The Department of the Interior announced the most significant modernization of national park access in decades, delivering new digital America the Beautiful passes, updated annual pass artwork, expanded motorcycle access,,s and a new resident-focused fee structure that puts American families first, with these improvements launching on Jan.1, 2026. So it’s not purely about charging foreigners more. There are actual improvements being rolled out simultaneously.
Nonresidents without an annual pass will pay a $100 per person fee to enter 11 of the most visited national parks, in addition to the standard entrance fee, and the Department also highlighted resident-only patriotic fee-free days for 2,026, including Constitution Day and Theodore Roosevelt’s birthday. International visitors are now explicitly excluded from fee-free days that were previously open to everyone.
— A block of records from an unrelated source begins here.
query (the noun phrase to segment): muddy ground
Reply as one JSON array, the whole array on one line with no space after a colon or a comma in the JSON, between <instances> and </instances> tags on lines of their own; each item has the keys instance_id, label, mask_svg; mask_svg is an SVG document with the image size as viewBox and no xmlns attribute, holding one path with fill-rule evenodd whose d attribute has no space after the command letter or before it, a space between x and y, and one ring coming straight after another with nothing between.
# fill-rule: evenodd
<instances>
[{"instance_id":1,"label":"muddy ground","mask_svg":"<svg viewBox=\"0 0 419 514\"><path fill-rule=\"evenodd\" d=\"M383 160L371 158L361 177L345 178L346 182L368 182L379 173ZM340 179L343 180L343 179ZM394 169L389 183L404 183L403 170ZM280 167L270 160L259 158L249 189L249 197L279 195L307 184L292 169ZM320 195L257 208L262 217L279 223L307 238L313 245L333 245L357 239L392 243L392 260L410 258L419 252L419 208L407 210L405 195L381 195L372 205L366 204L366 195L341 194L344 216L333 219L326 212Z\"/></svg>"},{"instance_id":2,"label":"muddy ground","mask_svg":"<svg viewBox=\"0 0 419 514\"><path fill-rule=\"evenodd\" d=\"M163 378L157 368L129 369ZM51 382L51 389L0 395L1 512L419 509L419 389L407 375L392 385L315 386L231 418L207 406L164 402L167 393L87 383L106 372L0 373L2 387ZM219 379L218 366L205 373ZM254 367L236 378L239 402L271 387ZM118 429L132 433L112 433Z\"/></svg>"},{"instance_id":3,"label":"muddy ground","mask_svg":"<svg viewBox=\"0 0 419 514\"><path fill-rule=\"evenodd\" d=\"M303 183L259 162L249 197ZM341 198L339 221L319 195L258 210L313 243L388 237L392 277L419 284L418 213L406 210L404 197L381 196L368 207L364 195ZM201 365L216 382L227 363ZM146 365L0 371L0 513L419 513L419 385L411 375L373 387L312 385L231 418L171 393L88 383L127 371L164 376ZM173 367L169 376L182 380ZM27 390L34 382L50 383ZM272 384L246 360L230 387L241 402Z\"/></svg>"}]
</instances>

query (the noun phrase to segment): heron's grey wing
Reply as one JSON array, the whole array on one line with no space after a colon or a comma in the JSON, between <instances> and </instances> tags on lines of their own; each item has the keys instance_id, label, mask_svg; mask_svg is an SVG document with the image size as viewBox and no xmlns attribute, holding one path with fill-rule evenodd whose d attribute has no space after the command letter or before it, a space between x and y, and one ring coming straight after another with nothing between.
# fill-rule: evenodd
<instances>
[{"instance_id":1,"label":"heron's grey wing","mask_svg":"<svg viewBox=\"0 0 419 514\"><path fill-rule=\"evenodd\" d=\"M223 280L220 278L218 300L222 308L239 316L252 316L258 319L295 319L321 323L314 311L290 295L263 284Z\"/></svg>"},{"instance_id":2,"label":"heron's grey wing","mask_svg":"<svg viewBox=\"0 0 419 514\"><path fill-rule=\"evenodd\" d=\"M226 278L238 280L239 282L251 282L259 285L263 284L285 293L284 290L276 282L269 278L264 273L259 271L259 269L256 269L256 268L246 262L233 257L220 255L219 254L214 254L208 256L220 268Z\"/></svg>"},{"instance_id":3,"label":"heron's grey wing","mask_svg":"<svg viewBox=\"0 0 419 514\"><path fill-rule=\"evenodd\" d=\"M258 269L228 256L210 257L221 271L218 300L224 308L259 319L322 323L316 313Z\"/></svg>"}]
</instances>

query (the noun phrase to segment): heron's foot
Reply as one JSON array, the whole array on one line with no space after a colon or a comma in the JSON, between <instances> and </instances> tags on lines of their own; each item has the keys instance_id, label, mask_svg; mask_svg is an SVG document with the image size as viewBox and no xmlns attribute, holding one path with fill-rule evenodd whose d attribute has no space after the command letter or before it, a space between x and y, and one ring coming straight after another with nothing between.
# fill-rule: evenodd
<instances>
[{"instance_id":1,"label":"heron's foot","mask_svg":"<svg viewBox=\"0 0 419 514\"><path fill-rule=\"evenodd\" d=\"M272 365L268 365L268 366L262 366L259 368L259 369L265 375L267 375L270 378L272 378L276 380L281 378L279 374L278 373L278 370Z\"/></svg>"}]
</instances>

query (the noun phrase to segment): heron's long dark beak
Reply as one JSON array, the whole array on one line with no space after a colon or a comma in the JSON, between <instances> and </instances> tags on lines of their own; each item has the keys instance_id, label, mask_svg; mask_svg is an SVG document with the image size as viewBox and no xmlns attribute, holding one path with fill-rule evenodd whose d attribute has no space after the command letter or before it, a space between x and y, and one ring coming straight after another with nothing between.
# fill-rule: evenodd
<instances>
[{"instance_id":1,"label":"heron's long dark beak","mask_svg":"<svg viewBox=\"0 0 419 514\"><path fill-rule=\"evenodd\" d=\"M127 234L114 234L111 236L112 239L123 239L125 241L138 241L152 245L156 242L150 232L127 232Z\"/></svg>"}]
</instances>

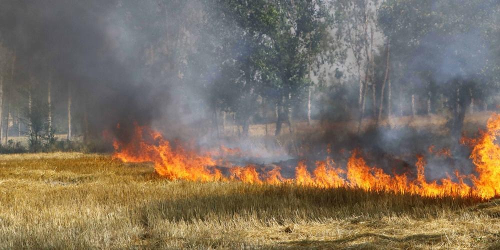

The “resident-only patriotic fee-free days” next year include Veterans Day, which was one of the parks’ eight free days open to everyone in 2025.
2026 Resident-Only Fee-Free Days:
- Memorial Day
- Flag Day/President Trump’s Birthday (June 14)
- Independence Day
- Constitution Day (September 17)
- Theodore Roosevelt’s Birthday (October 27)
- Veterans Day
The policy might raise essential funds for park maintenance, yet it fundamentally reshapes who gets prioritized access to landscapes that have long been marketed as treasures for all humanity to experience. Whether this represents practical financial management or exclusionary policy probably depends on where you’re sitting when you think about it.